TEMPO.CO, Jakarta - Pemerintah Singapura mengajukan rancangan undang-undang ke parlemen untuk mendekriminalisasi hubungan seks sejenis dan mengubah undang-undang pernikahan, Kamis, 20 Oktober 2022.
Undang-undang yang diusulkan di Singapura yang secara sosial konservatif mengikuti pengumuman Perdana Menteri Lee Hsien Loong pada Agustus lalu tentang rencana mencabut Bagian 377A dari KUHP, warisan pemerintahan kolonial Inggris dan tidak digunakan dalam beberapa dekade, yang membawa hukuman hingga dua tahun penjara untuk hubungan sesama pria.
Survei terbaru menunjukkan sikap terhadap lesbian, gay, biseksual dan transgender (LGBT) di Singapura lebih menerima. Tetapi perubahan belum tercermin dalam kebijakan pemerintah, yang menolak akses pasangan LGBT mendapat subsidi dan manfaat yang tersedia untuk pasangan heteroseksual.
Meskipun pencabutan pasal 377A sebagian besar disambut baik oleh kelompok LGBT, beberapa aktivis kecewa karena melegalkan hubungan sesama jenis atau mengejar kebijakan yang lebih setara terhadap pasangan LGBT tidak dipertimbangkan.
Yang kedua dari dua RUU yang diajukan pada hari Kamis berusaha untuk memastikan bahwa hanya legislator - bukan hakim - yang dapat memutuskan definisi hukum pernikahan, yang menjadi dasar kebijakan pemerintah, seperti perumahan pasangan dan keuntungan finansial.
Amandemen yang diusulkan, yang akan diperdebatkan oleh anggota parlemen pada 28 November, berusaha untuk melindungi definisi dan kebijakan pernikahan agar tidak dibatalkan oleh tantangan pengadilan atas konstitusionalitas mereka, menurut kementerian dalam negeri, pembangunan sosial dan keluarga.
"Pengadilan bukanlah forum yang tepat untuk memutuskan masalah sosial-politik penting seperti itu," kata kementerian dalam sebuah pernyataan bersama.
Sejak 2018, ada tiga tantangan yang gagal di pengadilan di Singapura yang berusaha untuk menjatuhkan undang-undang anti-gay, dengan penggugat berargumen bahwa undang-undang itu melanggar hak kebebasan, perlindungan yang sama dan kebebasan berbicara, berkumpul dan berserikat.
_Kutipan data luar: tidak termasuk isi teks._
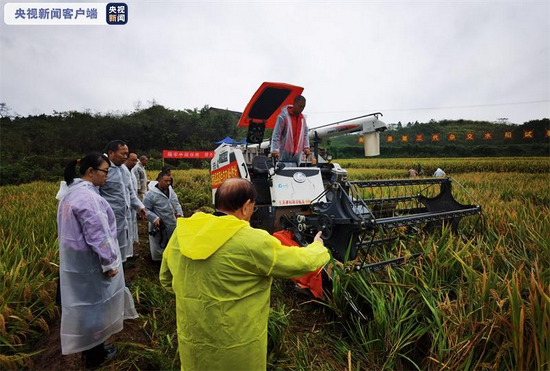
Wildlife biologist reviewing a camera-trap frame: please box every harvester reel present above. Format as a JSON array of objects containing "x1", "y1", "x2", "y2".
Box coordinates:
[{"x1": 318, "y1": 215, "x2": 333, "y2": 239}]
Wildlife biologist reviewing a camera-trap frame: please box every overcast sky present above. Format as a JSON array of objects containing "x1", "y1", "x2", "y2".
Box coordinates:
[{"x1": 0, "y1": 0, "x2": 550, "y2": 127}]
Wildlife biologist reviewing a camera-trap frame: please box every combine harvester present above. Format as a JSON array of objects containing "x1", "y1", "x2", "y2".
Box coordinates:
[{"x1": 211, "y1": 82, "x2": 481, "y2": 297}]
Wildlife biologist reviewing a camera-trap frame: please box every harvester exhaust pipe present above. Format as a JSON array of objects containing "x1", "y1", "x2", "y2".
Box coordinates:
[{"x1": 363, "y1": 131, "x2": 380, "y2": 157}]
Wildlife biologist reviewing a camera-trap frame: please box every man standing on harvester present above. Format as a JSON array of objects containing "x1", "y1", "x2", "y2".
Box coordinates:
[{"x1": 271, "y1": 95, "x2": 310, "y2": 166}]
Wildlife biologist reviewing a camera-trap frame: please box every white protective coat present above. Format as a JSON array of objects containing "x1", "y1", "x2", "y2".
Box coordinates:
[
  {"x1": 143, "y1": 186, "x2": 183, "y2": 261},
  {"x1": 56, "y1": 179, "x2": 138, "y2": 354},
  {"x1": 99, "y1": 162, "x2": 144, "y2": 262},
  {"x1": 122, "y1": 165, "x2": 139, "y2": 257}
]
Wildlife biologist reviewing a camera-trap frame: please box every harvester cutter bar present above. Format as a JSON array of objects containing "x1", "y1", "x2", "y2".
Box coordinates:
[
  {"x1": 349, "y1": 178, "x2": 450, "y2": 188},
  {"x1": 356, "y1": 195, "x2": 420, "y2": 205},
  {"x1": 375, "y1": 206, "x2": 481, "y2": 228}
]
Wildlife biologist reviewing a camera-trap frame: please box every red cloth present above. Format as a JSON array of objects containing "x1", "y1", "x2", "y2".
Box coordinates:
[
  {"x1": 273, "y1": 230, "x2": 323, "y2": 299},
  {"x1": 288, "y1": 107, "x2": 304, "y2": 155}
]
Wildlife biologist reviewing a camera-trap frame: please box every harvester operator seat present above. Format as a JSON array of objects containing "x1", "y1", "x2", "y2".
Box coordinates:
[{"x1": 252, "y1": 156, "x2": 271, "y2": 175}]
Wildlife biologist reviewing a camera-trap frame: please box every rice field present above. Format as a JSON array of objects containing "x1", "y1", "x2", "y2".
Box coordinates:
[{"x1": 0, "y1": 158, "x2": 550, "y2": 370}]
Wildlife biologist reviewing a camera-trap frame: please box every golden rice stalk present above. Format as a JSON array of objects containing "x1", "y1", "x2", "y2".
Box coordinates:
[
  {"x1": 34, "y1": 317, "x2": 50, "y2": 335},
  {"x1": 21, "y1": 307, "x2": 34, "y2": 322},
  {"x1": 0, "y1": 354, "x2": 18, "y2": 370},
  {"x1": 0, "y1": 314, "x2": 6, "y2": 337},
  {"x1": 22, "y1": 283, "x2": 32, "y2": 303}
]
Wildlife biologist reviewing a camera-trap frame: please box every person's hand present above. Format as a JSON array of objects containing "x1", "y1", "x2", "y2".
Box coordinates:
[
  {"x1": 105, "y1": 269, "x2": 118, "y2": 278},
  {"x1": 313, "y1": 231, "x2": 325, "y2": 246}
]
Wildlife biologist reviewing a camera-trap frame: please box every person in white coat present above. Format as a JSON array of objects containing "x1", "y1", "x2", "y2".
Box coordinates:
[
  {"x1": 132, "y1": 155, "x2": 149, "y2": 201},
  {"x1": 143, "y1": 172, "x2": 183, "y2": 261},
  {"x1": 121, "y1": 152, "x2": 139, "y2": 258},
  {"x1": 99, "y1": 140, "x2": 145, "y2": 262},
  {"x1": 56, "y1": 153, "x2": 138, "y2": 367}
]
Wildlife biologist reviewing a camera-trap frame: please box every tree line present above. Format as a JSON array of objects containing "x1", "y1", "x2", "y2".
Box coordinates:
[{"x1": 0, "y1": 103, "x2": 550, "y2": 185}]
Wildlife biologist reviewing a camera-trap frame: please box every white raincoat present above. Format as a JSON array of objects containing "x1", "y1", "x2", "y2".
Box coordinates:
[
  {"x1": 271, "y1": 105, "x2": 309, "y2": 165},
  {"x1": 121, "y1": 165, "x2": 139, "y2": 257},
  {"x1": 132, "y1": 161, "x2": 148, "y2": 199},
  {"x1": 56, "y1": 179, "x2": 138, "y2": 354},
  {"x1": 99, "y1": 162, "x2": 144, "y2": 262},
  {"x1": 143, "y1": 186, "x2": 183, "y2": 261}
]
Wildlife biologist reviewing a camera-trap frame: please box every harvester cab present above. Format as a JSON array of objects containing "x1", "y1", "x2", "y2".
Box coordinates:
[{"x1": 211, "y1": 83, "x2": 481, "y2": 270}]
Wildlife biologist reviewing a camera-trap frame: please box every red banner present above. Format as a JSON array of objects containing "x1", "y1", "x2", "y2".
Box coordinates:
[
  {"x1": 162, "y1": 149, "x2": 214, "y2": 159},
  {"x1": 210, "y1": 161, "x2": 240, "y2": 189}
]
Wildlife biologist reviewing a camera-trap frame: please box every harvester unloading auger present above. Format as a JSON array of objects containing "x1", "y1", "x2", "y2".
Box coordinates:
[{"x1": 211, "y1": 83, "x2": 481, "y2": 294}]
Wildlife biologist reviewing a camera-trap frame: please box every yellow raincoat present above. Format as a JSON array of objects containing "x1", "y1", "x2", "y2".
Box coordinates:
[{"x1": 160, "y1": 213, "x2": 329, "y2": 371}]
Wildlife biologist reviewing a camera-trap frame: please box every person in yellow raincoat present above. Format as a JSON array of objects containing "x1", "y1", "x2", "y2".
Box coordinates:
[{"x1": 160, "y1": 179, "x2": 330, "y2": 371}]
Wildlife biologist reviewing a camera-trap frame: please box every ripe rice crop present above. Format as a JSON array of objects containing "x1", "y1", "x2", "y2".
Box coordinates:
[{"x1": 0, "y1": 158, "x2": 550, "y2": 370}]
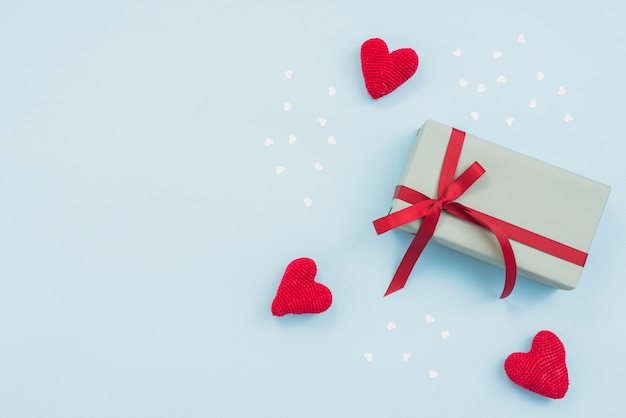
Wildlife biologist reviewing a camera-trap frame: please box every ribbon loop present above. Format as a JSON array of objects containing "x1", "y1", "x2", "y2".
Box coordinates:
[{"x1": 374, "y1": 128, "x2": 587, "y2": 298}]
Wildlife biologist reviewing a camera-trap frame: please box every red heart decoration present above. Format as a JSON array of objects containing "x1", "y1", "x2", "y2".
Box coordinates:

RUU tersebut diharapkan akan disetujui mengingat mayoritas 83 dari 92 kursi dimiliki Partai Aksi Rakyat yang berkuasa.
Amandemen yang diusulkan, bagaimanapun, masih dapat memberikan ruang bagi parlemen masa depan untuk memutuskan apakah definisi pernikahan harus diubah.
Meskipun perubahan undang-undang tidak akan mencegah seseorang untuk menantangnya, pengadilan mungkin kurang cenderung untuk menangani kasus, sehingga tantangan konstitusional akan lebih kecil kemungkinannya, kata Eugene Tan, profesor hukum di Universitas Manajemen Singapura.